Die Rechtsrüge (Z 9 lit a) erfordert striktes Festhalten am gesamten, im Urteil festgestellten Sachverhalt und den ausschließlich auf dieser Basis zu erbringenden Nachweis, dass dem Erstgericht bei der rechtlichen Beurteilung dieses Sachverhalts ein Rechtsirrtum unterlaufen ist (statt vieler RIS-Justiz RS0099810; Ratz, WK-StPO § 281 Rz 581). Indem das Rechtsmittel die Feststellungen des Erstgerichts sowohl zur Wissentlichkeit des Befugnismissbrauchs als auch zum Schädigungsvorsatz beider Angeklagten unter bloßer Wiederholung der Ausführungen zur Mängelrüge sowie unter Berufung auf deren mangelnde Motivlage kritisiert, verlässt sie prozessordnungswidrig den Anfechtungsrahmen des in Anspruch genommenen materiellen Nichtigkeitsgrundes.
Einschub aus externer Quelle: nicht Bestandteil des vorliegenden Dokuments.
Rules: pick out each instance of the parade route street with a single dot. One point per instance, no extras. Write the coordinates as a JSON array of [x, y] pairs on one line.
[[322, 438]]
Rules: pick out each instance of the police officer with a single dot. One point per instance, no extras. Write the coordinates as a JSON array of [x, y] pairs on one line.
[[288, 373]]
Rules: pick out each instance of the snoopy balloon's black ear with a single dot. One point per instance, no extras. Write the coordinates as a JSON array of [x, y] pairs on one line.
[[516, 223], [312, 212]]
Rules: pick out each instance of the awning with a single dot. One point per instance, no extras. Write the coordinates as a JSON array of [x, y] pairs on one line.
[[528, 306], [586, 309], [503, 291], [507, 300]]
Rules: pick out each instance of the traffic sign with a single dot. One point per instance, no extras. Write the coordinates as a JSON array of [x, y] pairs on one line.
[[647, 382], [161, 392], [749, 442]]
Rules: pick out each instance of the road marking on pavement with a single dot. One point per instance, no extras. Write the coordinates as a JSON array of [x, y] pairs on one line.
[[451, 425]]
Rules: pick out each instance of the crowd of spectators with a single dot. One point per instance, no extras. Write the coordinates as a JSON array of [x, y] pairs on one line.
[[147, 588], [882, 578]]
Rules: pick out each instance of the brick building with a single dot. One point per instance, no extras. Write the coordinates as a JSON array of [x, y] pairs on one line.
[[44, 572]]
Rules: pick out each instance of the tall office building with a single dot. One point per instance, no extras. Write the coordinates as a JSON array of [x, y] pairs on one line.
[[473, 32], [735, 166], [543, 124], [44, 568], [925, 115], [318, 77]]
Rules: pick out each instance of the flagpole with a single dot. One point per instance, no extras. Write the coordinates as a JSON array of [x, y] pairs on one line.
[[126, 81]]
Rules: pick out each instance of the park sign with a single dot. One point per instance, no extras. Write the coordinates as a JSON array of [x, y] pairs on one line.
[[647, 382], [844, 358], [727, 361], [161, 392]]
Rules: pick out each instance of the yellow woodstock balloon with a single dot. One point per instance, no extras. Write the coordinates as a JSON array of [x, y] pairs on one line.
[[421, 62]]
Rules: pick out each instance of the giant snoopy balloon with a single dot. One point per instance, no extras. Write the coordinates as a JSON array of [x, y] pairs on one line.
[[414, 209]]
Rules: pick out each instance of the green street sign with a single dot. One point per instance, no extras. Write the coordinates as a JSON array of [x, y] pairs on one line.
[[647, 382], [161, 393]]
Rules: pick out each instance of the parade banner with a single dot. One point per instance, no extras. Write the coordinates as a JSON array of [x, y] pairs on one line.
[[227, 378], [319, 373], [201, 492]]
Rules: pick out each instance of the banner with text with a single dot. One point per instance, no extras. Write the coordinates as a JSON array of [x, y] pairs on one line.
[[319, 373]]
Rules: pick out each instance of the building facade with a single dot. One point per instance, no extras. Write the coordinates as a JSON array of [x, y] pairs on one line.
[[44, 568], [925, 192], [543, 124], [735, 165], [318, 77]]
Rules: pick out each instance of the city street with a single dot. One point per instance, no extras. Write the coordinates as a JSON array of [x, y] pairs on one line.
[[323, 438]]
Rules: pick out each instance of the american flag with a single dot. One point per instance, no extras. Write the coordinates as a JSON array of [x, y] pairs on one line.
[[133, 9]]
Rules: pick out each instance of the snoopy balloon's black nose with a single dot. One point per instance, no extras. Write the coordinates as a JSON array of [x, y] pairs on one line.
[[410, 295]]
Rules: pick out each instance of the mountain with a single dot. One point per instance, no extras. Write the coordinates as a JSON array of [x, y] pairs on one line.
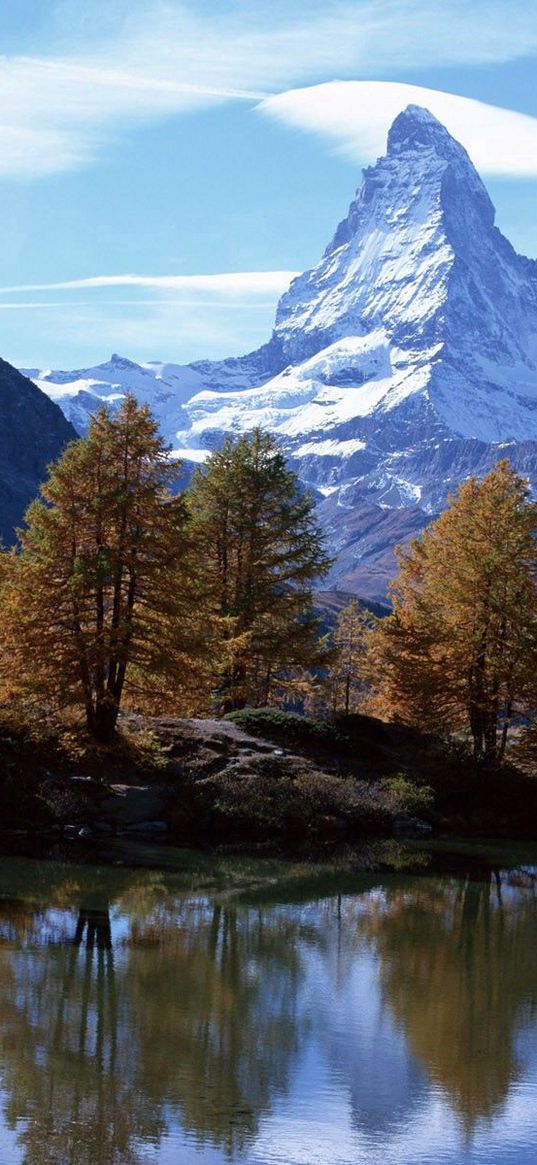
[[401, 364], [33, 432]]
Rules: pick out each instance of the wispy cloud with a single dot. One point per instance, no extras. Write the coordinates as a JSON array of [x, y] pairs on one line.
[[61, 112], [354, 118], [221, 284], [181, 317]]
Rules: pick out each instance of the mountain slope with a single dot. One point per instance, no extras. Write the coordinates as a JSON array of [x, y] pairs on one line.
[[33, 432], [403, 361]]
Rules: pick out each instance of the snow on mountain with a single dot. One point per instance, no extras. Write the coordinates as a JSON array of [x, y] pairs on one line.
[[403, 361]]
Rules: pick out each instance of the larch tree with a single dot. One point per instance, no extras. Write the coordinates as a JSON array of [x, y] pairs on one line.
[[460, 648], [103, 590], [261, 551]]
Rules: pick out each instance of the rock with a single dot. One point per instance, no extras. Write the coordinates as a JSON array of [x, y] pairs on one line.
[[71, 831], [133, 804], [142, 828], [410, 826]]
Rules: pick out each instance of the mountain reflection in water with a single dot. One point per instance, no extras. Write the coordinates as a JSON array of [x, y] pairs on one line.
[[390, 1018]]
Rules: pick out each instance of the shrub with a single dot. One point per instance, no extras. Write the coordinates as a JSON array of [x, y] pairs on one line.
[[407, 797], [288, 727]]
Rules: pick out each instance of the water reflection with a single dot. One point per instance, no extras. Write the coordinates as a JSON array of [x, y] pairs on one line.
[[131, 1012], [458, 972]]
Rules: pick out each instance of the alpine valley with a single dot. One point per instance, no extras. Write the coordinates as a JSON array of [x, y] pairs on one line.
[[400, 365]]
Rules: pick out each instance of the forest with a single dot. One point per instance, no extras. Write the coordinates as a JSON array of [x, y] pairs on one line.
[[127, 600]]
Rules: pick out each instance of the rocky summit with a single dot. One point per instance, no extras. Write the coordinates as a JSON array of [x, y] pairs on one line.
[[33, 432], [401, 364]]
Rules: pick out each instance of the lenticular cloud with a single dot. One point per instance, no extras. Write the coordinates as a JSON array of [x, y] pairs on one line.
[[354, 115]]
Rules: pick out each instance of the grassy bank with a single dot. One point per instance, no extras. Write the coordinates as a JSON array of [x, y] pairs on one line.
[[256, 779]]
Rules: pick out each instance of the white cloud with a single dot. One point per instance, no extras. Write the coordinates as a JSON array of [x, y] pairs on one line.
[[221, 284], [59, 112], [355, 117]]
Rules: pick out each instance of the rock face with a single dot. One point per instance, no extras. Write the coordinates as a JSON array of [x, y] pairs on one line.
[[33, 432], [401, 364]]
Die weitere Rechtsrüge (Z 9 lit b) erschöpft sich in der bloßen Rechtsbehauptung, dass „der Schaden an entgangenen Gebühren in Höhe von 2,10 Euro an Verwaltungsabgaben unter der strafrechtlichen Geringfügigkeitsgrenze“ liege und leitet demgemäß die behauptete Erheblichkeitsschwelle des § 302 StGB nicht methodengerecht aus dem Gesetz ab.

Die Nichtigkeitsbeschwerden waren daher bereits bei der nichtöffentlichen Beratung sofort zurückzuweisen (§ 285d Abs 1 StPO). Daraus folgt die Zuständigkeit des Oberlandesgerichts zur Erledigung der Berufungen (§ 285i StPO).

Der Kostenausspruch beruht auf § 390a Abs 1 StPO.